Enable the 2d block IO for tensor of pointer when the tensor on memory are contiguous. #3482

chengjunlu · 2025-02-21T07:13:24Z

General

This is an alternative way to lower the tt.load with tensor of pointers to the 2D block IO.
It depends on the analysis result from the ModuleAxisInfoAnalysis about the pointers and masks.

Background

Both the block pointer type (e:g: !tt.ptr<tensor<64x32xf16>) and the tensor of pointer type (e.g: tensor<64x32x!tt.ptr<f16>>) are used to describe a tensor resident on global memory.
The difference is that the tensor of pointers contains more "entropy" than block pointer. The tensor of pointers can describe a tensor on global memory which is randomly distributed, of cause it can be used to describe the structed distribution as block pointer.

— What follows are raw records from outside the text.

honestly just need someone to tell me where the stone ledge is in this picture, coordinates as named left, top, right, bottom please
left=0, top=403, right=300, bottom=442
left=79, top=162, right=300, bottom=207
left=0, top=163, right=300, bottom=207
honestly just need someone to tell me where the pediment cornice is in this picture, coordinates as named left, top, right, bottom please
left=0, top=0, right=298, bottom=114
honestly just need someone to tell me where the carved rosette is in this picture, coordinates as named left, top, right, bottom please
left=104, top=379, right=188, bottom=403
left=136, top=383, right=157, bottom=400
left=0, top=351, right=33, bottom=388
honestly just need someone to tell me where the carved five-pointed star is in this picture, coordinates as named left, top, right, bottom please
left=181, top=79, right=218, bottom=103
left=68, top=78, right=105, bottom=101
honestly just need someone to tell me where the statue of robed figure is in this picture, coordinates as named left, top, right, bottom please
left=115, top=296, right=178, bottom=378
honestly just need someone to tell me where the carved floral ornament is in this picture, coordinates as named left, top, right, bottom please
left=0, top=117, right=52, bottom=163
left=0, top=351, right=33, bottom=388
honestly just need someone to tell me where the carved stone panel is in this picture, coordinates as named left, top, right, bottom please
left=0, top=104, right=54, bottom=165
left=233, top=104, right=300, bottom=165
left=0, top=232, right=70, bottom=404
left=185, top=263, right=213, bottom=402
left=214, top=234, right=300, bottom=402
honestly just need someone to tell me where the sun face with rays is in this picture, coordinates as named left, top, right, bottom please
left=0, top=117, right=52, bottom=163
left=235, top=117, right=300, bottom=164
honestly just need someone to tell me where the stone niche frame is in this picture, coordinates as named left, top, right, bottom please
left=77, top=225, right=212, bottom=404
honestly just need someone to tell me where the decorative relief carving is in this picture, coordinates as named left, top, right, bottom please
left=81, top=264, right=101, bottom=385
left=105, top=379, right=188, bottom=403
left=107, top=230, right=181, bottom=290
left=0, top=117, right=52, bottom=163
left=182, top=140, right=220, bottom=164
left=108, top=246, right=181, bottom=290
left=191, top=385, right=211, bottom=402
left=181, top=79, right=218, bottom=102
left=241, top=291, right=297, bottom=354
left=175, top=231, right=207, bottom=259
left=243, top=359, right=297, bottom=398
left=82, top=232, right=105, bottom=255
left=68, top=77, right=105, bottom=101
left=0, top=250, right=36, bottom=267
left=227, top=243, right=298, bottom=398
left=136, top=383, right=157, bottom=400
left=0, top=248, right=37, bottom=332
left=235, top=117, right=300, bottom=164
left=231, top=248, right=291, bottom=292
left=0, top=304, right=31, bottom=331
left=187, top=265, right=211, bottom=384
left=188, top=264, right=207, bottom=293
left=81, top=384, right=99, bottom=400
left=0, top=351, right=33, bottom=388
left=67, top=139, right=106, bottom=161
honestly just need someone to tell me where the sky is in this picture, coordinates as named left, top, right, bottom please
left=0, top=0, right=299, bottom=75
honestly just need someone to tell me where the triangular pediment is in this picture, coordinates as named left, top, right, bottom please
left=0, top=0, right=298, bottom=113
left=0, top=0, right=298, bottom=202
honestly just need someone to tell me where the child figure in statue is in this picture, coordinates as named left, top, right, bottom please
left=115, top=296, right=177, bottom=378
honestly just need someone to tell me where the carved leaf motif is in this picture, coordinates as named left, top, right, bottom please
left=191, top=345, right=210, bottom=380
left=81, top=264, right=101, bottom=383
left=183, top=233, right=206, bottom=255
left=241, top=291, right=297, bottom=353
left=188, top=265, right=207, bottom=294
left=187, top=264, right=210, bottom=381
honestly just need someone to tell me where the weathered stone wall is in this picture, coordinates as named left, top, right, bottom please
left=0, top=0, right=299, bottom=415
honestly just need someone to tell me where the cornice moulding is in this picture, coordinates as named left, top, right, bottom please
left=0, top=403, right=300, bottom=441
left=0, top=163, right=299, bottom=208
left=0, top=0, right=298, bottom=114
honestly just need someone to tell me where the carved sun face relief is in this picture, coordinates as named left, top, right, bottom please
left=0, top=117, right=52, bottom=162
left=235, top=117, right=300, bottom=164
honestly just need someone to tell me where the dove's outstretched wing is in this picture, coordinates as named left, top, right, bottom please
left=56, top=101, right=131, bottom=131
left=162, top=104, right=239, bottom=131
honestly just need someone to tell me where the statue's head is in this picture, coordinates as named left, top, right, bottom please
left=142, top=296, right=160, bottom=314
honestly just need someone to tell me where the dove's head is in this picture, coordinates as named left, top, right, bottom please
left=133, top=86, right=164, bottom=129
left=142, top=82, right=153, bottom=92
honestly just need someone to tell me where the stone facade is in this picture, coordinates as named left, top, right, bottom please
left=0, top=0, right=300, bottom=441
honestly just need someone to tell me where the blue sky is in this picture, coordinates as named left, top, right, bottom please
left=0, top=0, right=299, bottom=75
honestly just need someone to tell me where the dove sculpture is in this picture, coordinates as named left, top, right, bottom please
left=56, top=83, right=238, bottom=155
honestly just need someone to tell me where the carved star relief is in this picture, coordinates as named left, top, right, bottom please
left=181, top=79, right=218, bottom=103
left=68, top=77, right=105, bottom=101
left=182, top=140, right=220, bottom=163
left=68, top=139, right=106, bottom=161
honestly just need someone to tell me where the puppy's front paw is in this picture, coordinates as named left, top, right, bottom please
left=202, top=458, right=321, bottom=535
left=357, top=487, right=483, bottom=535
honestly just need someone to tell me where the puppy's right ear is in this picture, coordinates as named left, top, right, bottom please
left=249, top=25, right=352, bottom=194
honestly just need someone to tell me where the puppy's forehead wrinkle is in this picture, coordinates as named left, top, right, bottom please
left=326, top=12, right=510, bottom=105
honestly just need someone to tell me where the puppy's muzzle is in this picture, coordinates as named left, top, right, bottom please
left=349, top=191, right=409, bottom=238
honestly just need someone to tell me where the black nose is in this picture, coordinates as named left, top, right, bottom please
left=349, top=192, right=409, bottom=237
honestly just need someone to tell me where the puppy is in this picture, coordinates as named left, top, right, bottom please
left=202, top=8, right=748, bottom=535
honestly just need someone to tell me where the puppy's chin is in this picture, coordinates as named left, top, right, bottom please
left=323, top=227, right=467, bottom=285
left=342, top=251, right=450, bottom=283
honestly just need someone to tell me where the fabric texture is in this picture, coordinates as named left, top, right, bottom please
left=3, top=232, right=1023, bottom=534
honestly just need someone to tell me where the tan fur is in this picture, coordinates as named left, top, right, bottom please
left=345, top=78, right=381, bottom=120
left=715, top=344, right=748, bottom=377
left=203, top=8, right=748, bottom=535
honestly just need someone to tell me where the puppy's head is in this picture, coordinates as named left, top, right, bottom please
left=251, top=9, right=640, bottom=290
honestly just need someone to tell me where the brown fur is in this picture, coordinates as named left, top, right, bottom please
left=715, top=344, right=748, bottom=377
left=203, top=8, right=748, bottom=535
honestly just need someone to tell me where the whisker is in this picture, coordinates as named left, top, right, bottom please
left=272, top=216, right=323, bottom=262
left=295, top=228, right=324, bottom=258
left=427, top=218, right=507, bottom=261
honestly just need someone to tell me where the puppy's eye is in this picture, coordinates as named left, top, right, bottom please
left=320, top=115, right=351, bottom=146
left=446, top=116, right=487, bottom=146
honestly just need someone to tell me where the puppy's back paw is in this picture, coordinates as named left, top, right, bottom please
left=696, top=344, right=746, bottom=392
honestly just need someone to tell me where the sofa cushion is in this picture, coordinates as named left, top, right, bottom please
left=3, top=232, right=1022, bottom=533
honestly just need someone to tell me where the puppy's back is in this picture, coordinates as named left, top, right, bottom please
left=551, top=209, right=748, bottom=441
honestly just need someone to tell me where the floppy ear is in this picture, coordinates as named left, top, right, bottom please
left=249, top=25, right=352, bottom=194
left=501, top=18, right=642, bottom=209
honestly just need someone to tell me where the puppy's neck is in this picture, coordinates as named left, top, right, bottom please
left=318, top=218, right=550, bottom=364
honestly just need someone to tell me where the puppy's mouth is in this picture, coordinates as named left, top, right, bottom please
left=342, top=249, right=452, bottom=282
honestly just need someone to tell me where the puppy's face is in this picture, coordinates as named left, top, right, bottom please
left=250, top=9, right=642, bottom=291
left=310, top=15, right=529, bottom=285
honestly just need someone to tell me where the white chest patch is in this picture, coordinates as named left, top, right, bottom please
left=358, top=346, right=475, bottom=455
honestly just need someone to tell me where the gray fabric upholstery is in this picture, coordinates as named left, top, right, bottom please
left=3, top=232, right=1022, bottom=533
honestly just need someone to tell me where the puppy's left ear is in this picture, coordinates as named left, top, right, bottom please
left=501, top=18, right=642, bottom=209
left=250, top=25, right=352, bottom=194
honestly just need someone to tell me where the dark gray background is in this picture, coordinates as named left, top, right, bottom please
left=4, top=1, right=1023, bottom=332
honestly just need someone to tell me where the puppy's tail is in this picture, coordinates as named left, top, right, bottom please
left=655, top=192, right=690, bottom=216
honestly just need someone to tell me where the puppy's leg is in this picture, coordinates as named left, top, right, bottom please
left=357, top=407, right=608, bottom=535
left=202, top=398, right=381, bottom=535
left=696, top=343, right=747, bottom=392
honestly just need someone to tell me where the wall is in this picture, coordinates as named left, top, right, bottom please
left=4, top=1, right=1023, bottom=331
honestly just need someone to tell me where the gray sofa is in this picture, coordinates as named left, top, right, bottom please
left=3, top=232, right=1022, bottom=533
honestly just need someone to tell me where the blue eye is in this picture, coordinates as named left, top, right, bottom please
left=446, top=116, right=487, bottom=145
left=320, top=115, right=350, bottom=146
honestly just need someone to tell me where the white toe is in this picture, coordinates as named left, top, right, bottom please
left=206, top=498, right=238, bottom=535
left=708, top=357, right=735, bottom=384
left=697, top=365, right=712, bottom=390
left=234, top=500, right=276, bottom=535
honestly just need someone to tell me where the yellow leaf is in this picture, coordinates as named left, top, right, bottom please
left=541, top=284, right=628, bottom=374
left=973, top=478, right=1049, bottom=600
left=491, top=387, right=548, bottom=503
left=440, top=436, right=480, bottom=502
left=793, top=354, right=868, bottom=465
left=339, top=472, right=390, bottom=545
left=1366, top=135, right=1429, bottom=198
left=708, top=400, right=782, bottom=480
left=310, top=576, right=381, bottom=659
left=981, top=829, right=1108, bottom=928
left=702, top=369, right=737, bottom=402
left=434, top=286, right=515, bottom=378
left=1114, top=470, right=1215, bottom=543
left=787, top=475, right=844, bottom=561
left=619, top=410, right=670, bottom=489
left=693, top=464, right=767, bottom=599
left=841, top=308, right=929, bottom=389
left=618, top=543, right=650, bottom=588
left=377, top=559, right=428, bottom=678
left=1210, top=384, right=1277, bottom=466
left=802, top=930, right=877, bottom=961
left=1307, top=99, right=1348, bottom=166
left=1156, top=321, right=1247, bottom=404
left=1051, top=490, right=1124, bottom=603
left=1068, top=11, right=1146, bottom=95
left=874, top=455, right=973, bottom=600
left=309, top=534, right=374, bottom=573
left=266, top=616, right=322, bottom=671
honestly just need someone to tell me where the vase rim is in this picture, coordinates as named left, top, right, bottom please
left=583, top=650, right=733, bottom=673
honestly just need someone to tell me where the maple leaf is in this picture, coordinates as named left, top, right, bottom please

There already is a optimization pass to raise the tensor of pointer to the block pointer for some cases with limitation.
This way supports more cases with less limitation to lower the tt.load with tensor of pointer to 2D block IO.

Idea

The ModuleAxisInfoAnalysis analysis the axis information such as, contiguity, divisibility and constancy of the value of the tensor for pointers and masks.
In general, we can use the 2D block IO lowering as long as:

the contiguity of the pointers is multiple of the threadsPerWarp size in the same Dim D.
The constancy of the masks is multiple of the threadsPerWarp size in the same Dim D.

We start with the case of the tt.load with DotOp and DPAS layout. To generalize the lowering code for more cases with LinearLayout in future.

chengjunlu · 2025-02-21T07:14:47Z

I will add more comprehensive LIT test cases.

…y are contiguous.

test/TritonIntelGPU/tensor-pointer-load-block-2d.mlir

alexbaden · 2025-02-25T02:39:47Z

third_party/intel/lib/TritonIntelGPUToLLVM/LoadStoreOpToLLVM.cpp

+    const bool memoryRowMajor = (memoryLayoutInfo == "row_major");
+
+    auto getOpIdx = [&]() -> DpasEncodingAttr::OpIdx {
+      if (hasDpasLayout) {


since you have dpasLayout above you can probably remove this branch. Then again, will we eventually be able to sync this function w/ the code in rewrite tensor pointer load?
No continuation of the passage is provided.